Performance Vitals: a unified scoring system to guide performance health and prioritization

Tl:dr: This post explains how we measure client performance across products, cross-functional teams and at Coinbase.

By Leonardo Zizzamia, Senior Staff Software Engineer

Since 2018, when Coinbase's web team was made up of just a handful of engineers, a lot has happened. We could use pre-existing open-source tools back then to speed up the development of our product with a small team across one platform.

Coinbase will have engineers across four platforms in 2022: React Web and React Native, Server Side Rendering, Chrome Extension, and React Web. We had not previously standardized performance across the four platforms. This meant that we needed to address several issues: insufficient, incomplete data on some platforms, loss of efficiency when performance opportunities were not identified, and consistency across teams regarding prioritization.

We knew this and created the Performance Vitals system: A high-level scoring system which is transparent, trustworthy, and easy to comprehend. The ability to summarise the application's performance into a consistent score increases urgency and directs attention to each performance opportunity.

Google Web Vitals

To help clients perform, the Core Web Vitals standard is used by the Web developer community. We have adopted it and are actively using it at Coinbase.

Thresholds are used to distinguish vital metrics. They can be used to categorize performance measurements as " good", needs improvement, or " bad".

Here's an example of where one of the Web Vitals could be placed, Time to First Byte.

Coinbase uses the 85th percentile value for all measurements on a page or screen to classify the overall performance of client products. This is best practice. The site is considered to have "good" performance if 85% or more of the measurements are met. This metric is 10 times higher than the Google Web Vitals standard. It gives us enough bandwidth for potential regressions.

Perfume.js is our primary tool for capturing these metrics. It wraps the Performance Observer API and allows us to measure all Core Web Vitals. We are the main maintainer of this library so we took this opportunity to explore and develop new ways of attribution and web performance measurement.

We introduce a new, proprietary metric today called the Navigation Time Blocking Time ( ). The NTBT is a measure of how long an application can be prevented from processing code in the 2nd window following a user's navigation from page A to B. The NTBT metric measures the total blocking time for all long tasks in the 2 second window after the method has been invoked.

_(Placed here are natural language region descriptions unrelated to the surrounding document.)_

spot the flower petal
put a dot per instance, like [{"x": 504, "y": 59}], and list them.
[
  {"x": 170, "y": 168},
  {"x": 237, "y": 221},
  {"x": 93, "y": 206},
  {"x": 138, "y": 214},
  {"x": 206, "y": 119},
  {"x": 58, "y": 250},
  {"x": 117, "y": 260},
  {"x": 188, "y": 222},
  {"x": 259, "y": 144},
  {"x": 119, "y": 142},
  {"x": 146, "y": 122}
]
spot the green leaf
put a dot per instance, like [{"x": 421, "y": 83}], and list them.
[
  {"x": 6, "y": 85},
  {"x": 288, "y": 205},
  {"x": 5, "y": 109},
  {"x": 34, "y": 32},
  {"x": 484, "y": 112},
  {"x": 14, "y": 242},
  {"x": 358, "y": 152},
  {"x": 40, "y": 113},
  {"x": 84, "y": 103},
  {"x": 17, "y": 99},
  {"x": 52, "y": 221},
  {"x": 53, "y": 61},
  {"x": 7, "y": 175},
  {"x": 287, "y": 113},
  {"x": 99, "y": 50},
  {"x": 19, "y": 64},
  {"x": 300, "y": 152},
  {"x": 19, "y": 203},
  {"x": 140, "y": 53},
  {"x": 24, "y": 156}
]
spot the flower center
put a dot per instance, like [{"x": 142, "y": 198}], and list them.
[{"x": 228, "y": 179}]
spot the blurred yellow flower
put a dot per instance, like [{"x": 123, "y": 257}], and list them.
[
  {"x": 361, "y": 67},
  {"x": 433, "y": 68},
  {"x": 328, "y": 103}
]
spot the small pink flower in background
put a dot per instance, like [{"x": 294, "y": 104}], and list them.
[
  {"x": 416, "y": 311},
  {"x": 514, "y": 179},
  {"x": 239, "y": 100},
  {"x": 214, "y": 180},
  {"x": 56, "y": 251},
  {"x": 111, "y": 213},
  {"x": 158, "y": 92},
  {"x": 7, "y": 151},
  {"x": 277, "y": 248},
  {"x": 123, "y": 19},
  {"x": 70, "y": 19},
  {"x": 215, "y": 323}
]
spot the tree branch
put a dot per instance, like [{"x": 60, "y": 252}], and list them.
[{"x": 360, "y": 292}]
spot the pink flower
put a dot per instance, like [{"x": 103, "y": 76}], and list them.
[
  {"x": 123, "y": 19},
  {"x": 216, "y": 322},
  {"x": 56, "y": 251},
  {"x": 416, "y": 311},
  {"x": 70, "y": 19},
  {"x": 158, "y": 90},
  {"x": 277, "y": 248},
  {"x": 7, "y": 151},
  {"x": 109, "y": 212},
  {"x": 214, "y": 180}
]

Below is an example of a NTBT performance marker in coinbase.com that helped a client engineer to track down the lengthy task and improve responsiveness when navigating among pages.

Perfume.js can also be used to enrich metrics with Navigator APIs information, which allows us to distinguish between high-end and low-end experiences.

After adopting and expanding Web Vitals, we decided to reuse this knowledge in our stack.

Performance Vitals

We also build web apps and provide data services. Reusing Web Vitals best practices, we created new metrics to support React Native apps and our Backend services. They are called " performance Vitals" and give us a complete view of the performance scores for all our applications, from downstream ("Browser & apps") to upstream ("Backend Services")

The chart below shows how the Performance Vitals are split from downstream to upward.

Creating Native Vitals

We created the first Vitals of App render Complete, and Navigation Total blocking time to evaluate performance for React Native.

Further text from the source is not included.